Khouribga. De coutume, Rajae passe par la même ruelle. C’est la seule issue qu’elle avait pour arriver au collège. À son quinzième printemps, elle poursuit ses études à la septième année de l’enseignement fondamental. Bien qu’elle ait des amies, elle se rend souvent seule au collège, sans compagnie. Parce qu’aucune d’entre elles ne demeure près d’elle et ne partage pas le même chemin.

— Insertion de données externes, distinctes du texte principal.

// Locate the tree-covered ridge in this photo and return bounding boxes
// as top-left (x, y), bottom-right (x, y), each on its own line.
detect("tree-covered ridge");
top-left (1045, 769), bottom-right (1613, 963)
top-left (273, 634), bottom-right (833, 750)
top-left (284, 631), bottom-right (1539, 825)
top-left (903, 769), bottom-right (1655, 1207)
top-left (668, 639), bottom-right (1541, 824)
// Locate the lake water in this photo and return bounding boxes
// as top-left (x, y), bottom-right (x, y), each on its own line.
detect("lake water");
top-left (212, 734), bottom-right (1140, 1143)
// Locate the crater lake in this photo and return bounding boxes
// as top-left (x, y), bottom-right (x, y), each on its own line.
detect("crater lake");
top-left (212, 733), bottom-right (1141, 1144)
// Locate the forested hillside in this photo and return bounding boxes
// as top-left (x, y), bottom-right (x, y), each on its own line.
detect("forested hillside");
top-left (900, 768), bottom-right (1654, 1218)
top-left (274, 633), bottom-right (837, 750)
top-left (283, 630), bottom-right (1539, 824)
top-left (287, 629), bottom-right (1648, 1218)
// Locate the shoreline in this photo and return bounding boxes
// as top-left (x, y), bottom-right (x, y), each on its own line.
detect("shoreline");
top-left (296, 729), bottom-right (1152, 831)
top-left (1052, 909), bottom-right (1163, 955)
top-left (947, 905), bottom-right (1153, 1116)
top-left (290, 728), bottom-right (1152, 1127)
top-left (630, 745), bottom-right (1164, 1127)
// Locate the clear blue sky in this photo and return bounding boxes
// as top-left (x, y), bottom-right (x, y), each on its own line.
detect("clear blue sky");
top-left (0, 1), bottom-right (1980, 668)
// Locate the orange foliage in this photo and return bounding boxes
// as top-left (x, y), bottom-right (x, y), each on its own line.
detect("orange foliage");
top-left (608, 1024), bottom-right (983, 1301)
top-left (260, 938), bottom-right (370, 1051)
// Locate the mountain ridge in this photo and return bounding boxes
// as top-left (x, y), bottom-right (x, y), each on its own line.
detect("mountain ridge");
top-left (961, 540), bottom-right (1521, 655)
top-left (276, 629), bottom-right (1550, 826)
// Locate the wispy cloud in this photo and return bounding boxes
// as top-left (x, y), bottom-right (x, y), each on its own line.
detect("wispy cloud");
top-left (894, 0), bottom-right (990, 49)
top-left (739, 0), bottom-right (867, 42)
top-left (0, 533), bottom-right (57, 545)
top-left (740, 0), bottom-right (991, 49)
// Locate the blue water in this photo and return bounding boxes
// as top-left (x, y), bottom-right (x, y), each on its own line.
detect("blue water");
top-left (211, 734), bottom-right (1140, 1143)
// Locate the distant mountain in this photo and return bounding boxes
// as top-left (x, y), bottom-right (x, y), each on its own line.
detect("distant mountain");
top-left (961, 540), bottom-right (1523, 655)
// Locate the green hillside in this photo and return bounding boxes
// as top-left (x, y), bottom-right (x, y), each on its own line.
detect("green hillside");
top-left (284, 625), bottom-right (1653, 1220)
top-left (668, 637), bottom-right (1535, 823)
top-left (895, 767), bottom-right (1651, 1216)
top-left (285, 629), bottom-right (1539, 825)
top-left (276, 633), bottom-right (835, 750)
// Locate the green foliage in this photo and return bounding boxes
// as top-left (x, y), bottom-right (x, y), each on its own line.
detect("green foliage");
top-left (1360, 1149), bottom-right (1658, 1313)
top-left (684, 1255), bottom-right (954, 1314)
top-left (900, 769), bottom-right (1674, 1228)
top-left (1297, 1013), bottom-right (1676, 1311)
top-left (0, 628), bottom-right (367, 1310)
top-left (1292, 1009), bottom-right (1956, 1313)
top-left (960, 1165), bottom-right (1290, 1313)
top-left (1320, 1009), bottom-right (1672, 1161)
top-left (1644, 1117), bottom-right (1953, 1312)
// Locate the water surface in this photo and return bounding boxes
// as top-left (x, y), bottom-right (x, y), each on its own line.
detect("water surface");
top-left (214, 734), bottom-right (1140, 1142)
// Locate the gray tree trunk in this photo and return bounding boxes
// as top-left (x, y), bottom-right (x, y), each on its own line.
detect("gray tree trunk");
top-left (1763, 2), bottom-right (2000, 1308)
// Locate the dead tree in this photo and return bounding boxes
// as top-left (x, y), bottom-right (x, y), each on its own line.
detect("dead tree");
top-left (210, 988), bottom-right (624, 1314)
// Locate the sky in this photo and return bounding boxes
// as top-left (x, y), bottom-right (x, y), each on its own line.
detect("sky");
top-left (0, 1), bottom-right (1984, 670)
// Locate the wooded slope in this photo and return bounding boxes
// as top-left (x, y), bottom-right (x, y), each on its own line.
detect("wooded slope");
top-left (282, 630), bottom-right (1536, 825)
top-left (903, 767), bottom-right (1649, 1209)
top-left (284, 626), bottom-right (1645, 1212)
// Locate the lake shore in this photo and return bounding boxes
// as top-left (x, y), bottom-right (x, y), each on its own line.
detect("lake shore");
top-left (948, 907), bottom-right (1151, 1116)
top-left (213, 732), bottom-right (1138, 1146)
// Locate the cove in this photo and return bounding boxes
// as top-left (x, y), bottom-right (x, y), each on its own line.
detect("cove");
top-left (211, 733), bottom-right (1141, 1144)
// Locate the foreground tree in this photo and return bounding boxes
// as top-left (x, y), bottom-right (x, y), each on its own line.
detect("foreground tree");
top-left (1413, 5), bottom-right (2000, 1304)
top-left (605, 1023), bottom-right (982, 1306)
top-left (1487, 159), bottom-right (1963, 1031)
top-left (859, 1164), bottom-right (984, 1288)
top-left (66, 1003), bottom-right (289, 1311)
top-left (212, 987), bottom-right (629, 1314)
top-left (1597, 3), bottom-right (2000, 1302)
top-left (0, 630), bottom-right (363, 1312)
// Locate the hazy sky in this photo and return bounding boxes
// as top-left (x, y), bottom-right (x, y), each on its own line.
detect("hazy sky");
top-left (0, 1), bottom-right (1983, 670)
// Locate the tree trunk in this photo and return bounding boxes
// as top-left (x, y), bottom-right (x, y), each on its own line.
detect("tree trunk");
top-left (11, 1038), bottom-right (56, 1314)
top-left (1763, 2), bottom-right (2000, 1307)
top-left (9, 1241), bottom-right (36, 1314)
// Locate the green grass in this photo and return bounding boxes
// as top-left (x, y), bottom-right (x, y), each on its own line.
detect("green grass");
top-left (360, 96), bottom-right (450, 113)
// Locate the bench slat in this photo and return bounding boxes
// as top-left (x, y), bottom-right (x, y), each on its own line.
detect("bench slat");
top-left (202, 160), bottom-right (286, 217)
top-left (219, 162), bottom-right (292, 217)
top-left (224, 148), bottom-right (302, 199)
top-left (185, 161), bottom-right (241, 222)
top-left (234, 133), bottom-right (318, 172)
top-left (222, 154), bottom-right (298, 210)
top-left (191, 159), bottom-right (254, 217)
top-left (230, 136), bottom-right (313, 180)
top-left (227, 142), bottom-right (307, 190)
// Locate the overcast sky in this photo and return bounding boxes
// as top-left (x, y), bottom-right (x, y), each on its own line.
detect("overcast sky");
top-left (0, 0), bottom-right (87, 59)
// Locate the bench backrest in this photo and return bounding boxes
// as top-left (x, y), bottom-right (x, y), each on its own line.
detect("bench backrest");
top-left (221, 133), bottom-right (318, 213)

En fait, personne ne la dérange, ni ne la provoque, ni ne lui barre le chemin ou ne l’agresse. Elle passe toujours sans le moindre problème. Seuls deux yeux la suivent souvent et comptent ses pas. Elle s’en est rendu compte, mais elle ne sait pas de qui il s’agit. Elle ne sait pas que le jeune homme qui la suit du regard s’appelle Saïd, qu’il est âgé de dix-huit ans et qu’il est sans profession. Elle ne sait de lui qu’une seule chose: c’est qu’il se plante le plus souvent au même coin, sans bouger. Mais elle ignore ce qu’il veut d’elle et ce que signifient ses regards chaleureux, qui la suivent d’un pas à l’autre comme son ombre. Des regards qui commencent à lui faire vibrer le coeur au point qu’elle perd son équilibre lorsqu’elle passe devant lui. Pourquoi ? C’est un sentiment étrange pour elle, elle ne sait pas qu’il s’agit du début d’un amour.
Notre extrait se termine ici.